3. BÖLÜM

103 12 1
                                    

Şuan Murat ve Berivan'nı sinir etmekle meşgulüm. Biliyorum çok gıcığım. Berivan'nı bırakıp Murat'a dönüp özenle yaptığı saçlarını bozdum. Sonunda Murat dayanamayıp:

- Yeter lan!

deyip kolumu tuttu. Ahada sıçtım. Bende beni tutan kolunu ısırıp sınıftan kaçtım. Merdivenlerden inerken arkama baktım. Oha lan bu çocuk ne ara bana yetişti. Hızımı arttırıp bahçeye koştum. Bahçe merdivenin orda bi kıza çarptım. Kız cırtlak sesiyle:

- Ne yapıyorsun?

diye bağırdı. Ona bakmadan koşmaya devam ettim. Murat arkamdan:

- LAN BİLGEE!!

O değil ben bu çocuğu nasıl kızdırmışım lan. Arka bahçeye doğru koştum. Ağaç görünce ağaca tırmandım. Murat tam ağacın dibine girdi ama kafasını yukarı kaldırmadığı için beni göremiyordu. İçimden zafer dansı yapıp sırıttım. Çok gıcık olduğumu daha önce söyledim mi? "Evet az önce" diyen iç sesime dil çıkardım. Murat pes etmiş giderken ben tekrar kendi dünyamda zafer dansı yapıyordum. Gözden kaybolunca bende aşağı indim. Hala beni arıyor olma ihtimali yüzünden yavaş yavaş ve temkinli yürüyordum. Ön bahçeye kadar sorunsuz geldim. Ön bahçeyide şöyle bi tararken omzumda hissettiğim elle irkilip arkamı döndüm. Hemen gözlerimi kapatıp:

- Murat kardeşim ben sana şaka yapmıştım. Valla bak....

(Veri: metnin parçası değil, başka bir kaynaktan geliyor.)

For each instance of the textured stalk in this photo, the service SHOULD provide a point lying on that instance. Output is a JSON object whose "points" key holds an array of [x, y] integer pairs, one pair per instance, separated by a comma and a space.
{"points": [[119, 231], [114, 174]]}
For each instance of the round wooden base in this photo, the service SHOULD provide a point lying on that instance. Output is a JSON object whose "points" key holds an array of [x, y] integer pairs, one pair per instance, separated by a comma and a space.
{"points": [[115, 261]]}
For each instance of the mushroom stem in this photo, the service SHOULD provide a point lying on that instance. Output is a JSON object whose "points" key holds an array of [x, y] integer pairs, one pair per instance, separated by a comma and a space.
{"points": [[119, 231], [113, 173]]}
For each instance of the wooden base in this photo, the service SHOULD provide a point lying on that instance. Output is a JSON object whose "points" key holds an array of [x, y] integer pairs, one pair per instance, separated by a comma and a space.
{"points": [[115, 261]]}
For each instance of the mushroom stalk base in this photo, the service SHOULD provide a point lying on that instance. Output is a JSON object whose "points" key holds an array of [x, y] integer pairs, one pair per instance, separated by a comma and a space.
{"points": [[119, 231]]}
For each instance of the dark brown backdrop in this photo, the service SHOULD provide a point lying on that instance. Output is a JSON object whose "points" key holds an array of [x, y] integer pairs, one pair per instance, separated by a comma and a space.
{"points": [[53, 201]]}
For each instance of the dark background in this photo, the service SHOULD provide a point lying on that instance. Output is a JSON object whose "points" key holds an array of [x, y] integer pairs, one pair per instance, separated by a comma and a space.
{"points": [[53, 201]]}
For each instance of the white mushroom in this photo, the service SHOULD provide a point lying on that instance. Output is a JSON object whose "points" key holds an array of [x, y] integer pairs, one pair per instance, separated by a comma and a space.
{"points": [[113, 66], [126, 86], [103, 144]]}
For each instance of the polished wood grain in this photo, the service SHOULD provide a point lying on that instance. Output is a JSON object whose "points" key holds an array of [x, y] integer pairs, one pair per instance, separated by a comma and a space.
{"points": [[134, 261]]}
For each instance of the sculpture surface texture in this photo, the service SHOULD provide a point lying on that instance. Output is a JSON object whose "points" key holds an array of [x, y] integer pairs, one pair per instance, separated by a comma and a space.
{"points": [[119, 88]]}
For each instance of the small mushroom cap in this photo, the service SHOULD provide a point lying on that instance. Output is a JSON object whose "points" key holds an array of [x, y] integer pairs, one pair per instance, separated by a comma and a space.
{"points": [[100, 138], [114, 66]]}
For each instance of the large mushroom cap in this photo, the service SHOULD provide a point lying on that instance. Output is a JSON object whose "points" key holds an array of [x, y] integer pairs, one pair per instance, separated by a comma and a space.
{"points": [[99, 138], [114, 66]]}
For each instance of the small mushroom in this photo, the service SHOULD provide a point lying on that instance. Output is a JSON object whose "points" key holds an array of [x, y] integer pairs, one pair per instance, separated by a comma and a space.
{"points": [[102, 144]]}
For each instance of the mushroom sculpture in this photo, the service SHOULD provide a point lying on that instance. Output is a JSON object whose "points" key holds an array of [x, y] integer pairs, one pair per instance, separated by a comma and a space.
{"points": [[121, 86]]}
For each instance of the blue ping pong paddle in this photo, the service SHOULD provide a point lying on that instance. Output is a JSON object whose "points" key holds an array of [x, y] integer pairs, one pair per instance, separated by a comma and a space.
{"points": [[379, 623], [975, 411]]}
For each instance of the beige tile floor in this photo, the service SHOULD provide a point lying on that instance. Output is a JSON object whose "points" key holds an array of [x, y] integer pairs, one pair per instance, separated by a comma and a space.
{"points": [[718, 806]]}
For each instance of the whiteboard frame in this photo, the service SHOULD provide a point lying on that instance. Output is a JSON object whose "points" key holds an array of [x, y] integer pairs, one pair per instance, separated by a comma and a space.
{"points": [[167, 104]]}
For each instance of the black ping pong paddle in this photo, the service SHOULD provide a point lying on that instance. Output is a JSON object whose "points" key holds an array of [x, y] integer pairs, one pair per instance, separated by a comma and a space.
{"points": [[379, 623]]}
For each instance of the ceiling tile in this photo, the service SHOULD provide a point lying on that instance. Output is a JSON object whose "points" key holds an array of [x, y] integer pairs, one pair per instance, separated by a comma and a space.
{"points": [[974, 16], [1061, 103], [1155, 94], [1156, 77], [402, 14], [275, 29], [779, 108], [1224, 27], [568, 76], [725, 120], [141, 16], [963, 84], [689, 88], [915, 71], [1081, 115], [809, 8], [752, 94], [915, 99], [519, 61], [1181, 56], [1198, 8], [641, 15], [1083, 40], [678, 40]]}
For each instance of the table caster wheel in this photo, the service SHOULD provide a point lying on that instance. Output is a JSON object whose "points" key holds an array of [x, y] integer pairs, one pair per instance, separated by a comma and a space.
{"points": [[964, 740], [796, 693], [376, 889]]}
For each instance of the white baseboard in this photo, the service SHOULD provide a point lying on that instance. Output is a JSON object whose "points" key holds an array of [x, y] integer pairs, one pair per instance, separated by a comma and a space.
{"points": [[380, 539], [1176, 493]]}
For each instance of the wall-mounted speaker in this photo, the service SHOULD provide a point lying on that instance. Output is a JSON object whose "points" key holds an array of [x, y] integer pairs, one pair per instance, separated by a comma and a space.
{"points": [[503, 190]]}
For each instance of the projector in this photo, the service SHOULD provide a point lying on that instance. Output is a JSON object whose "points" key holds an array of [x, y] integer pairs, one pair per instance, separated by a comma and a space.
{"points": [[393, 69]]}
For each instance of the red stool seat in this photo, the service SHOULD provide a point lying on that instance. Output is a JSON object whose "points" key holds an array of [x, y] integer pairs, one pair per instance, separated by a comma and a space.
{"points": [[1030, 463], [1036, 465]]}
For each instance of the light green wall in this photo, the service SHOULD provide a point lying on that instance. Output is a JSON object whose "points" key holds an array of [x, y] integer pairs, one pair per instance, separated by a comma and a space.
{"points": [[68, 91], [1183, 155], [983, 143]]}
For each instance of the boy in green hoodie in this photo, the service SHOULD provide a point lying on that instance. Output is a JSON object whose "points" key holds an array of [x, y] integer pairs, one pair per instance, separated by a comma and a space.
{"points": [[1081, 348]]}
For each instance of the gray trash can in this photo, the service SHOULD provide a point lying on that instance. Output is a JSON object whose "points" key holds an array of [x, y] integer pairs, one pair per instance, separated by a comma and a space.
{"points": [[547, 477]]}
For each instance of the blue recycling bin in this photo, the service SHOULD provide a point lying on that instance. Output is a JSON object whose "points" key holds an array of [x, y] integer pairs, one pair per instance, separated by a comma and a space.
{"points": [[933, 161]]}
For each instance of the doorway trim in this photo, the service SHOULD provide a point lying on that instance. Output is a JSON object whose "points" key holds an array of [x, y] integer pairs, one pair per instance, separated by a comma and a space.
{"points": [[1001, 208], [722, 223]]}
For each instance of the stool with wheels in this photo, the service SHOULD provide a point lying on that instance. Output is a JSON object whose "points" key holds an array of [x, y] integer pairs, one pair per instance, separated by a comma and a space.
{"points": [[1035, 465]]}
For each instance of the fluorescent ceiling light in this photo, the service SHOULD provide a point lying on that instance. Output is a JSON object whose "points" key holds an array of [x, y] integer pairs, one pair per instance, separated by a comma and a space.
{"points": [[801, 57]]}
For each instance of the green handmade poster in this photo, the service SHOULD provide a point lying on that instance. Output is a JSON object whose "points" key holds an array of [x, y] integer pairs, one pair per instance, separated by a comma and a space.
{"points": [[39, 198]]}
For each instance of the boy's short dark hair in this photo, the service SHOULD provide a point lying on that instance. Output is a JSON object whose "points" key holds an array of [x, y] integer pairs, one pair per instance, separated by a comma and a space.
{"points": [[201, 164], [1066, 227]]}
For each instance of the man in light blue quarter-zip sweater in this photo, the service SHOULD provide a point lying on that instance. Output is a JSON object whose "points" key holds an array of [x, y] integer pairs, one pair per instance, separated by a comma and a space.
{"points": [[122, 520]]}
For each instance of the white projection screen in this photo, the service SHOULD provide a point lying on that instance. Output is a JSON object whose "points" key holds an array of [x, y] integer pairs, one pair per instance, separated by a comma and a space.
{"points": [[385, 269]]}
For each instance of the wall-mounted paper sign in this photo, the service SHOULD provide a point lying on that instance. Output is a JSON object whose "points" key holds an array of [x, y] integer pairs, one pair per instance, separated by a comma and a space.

Gözümün birini açınca karşımdakinin Murat değil de Mert olduğunu idrak edince hemen onu ittim. Ben ona kızgın bi şekilde bakarken:

- Az önceki halin daha iyiydi.

Gözlerimi kısıp bakarken daha da güldü. Kaşlarımı çatıp kızgınca baktım. Bana bakıp:

- Ee konuşmayacak mısın? Ne bileyim küfür falan?

Ben bunu döverim. Aaa ben şuana kadar konuşmadım. Ve konuşmamaya devam edicem hatta gerekirse görmezden gelirim. Zaten daha bi hafta olmasına rağmen 2-3 kere konuştuk yani bu planımı uygularım demek. Ben geçmeye çalışınca kolunu koydu. Bende ona yaklaşıp kolunun altından geçtim. Okula doğru yürürken Murat'ı gördüm. Ağzında tost bana dönünce:

- Ha siktir!

Ben bunu söyler söylemez Murat bana doğru koşmaya başladı. Bende hemen okula doğru koştum. O da arkamdan koştu. Ben:

- Olum elinde tost var nimet var günah lan günah!

- GEL LAAN!!

- Olum hiç mi öfken azalmadı?

Ben bunu söylerken hala koşuyordum. En sonunda kızlar tuvaletine gitmeyi akıl ettim hemen koridorun sonuna gittim.  Kızlar tuvaletine girince durdum soluklanmaya başladım. Murat'ta yetişince bana bakıp eliyle bir dakika işareti yaptı. Soluklanırken:

- Biraz daha soluklanıp seni dövücem...

deyip derin nefes almaya başladı. Ben o sırada:

- Kankacım kardeşim valla istemeden oldu lan. Aslında isteyerek ama şaka amaçlı. Hem sen niye bu kadar sinirlisin?

- Lan yoldun saçımı. Ondan öncede sinir ettin. Sabır sabır nereye kadar lan!

Ben ona pişman pişman bakıp:

- Ya valla özür dilerim.

Bana hala kızgın bakarken:

- Özrünü tek bi şartla kabul ederim.

- Kabul valla kabul her türlü kabul.

- İki gün boyunca benim istediğim şeyleri yapıcan. Ve kabul ettin geri dönüş yok e tabi dayak yiyeceksen bana uyar.